First off, to get started using Shader Graph, be sure to be using Unity 2018.1 or later.
Next, start Unity and create a new project. I used the following settings:
Shader Graph is fully compatible with the new light weight render pipeline. For the record, Shader Graph does NOT work with the current HD pipeline, this feature is under development. There is no need to add any new packages… yet. Once ready, click Create Project. Once your project is loaded, go ahead, and create a new scene.
We need some kind of object to apply our shader to, simply right click the newly created scene in the Hierarchy view, select Create->Sphere.
Now we need to enable Shader Graph functionality in Unity. Click Window, then select Package Manager.
In the resulting window, select All, then Shadergraph, then Install. This will take a few seconds.
Now that Shadergraph is enabled, let’s create one. In the Project panel, I created a new folder called Shaders. Right click the newly created folder and select Create->Shader->PBR Graph.
I called mine MyShader, name yours whatever you want. Except for Dilbert; that’s a stupid name for a shader!
One more small bit of setup before we start creating shaders! We need to create a material that we will attach our shader to and ultimately apply to our sphere mesh. Right click the Materials folder and select Create->Material.

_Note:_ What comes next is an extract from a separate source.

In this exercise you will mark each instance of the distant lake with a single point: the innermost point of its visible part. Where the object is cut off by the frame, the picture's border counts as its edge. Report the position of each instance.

I called mine MyMaterial, again, name yours whatever you want… even Dilbert. Make sure your shader is selected and showing in Inspector, then simply drag and drop your newly created shader on it.
Finally, drag your material to the Sphere you created earlier. Phew… ok, time to create our shader. Simply double click the shader and the Shader Graph editor will be create. A new project should look something like this:
You can zoom the design surface in and out using the mouse wheel, hold down the middle mouse button to pan the surface around.
The PBR Master can be thought of as the ultimate output of the shader. You have a choice between Metallic and Specular by dropping down the workflow tab. The blackboard is the section to the top left and can be used to configure parameters as we will see in a moment. The bottom right region is a preview of the shader, this window can be resized.
Create a shader is now a matter of creating a network of nodes and connecting them together. Let’s show a simple example of connecting a texture map to the Albedo channel. Right click an empty point on the canvas, select Create Node->Input->Texture 2D Asset.
Now click on the red circle to the right of out and drag to an empty portion on the canvas. Select Input->Sample Texture 2D, then connect the RGBA out pin to the Albedo in pin on the PBR node, like so:
At this point, we have the equivalent of a diffuse texture defined in our shader, now head back to the Texture 2D Asset, click the little circle to the right of the texture field, and select a texture to apply. Pick a compatible texture from your project.
You shader preview should now show the updated texture:
Now, what if you wanted the texture to be defined as a parameter in the editor instead? This is where the Blackboard comes in. In the Blackboard, click the + icon to the right side, then select Texture.
Name it however you want, I called it SourceTexture in my case. Also optionally provide a default texture value using the example same process we just did above.
Now let’s replace our hard coded texture with a parameter instead. You can remove a node by left clicking it and hitting the delete key.
Now, this parameter can be defined in the editor. Select the Sphere we created then applied our material too in the Hierarchy view. In the Inspector under the Material, you will now see a new parameter matching the name you just provided:
You can also easily see the source code generated by a shader by right clicking the output node and selecting Copy Shader.
The HLSL code of the shader will have just been copied to your clipboard.
So, that’s the basics of using Shader Graph. Now it’s mostly a matter of creating the appropriate input nodes, modifying them, and connecting them to the appropriate in pins on the PBR Master output node. Getting into the details of how this works is beyond the scope of these tutorials, shader programming is a VAST subject and could fill many books. I’m not going to just leave you hanging though… now that you know how to enable and use the tools to create Shader Graphs it would be an ideal time to get your hands on some samples and dig deeper. Thankfully Unity has provided exactly that, available for download here on Github.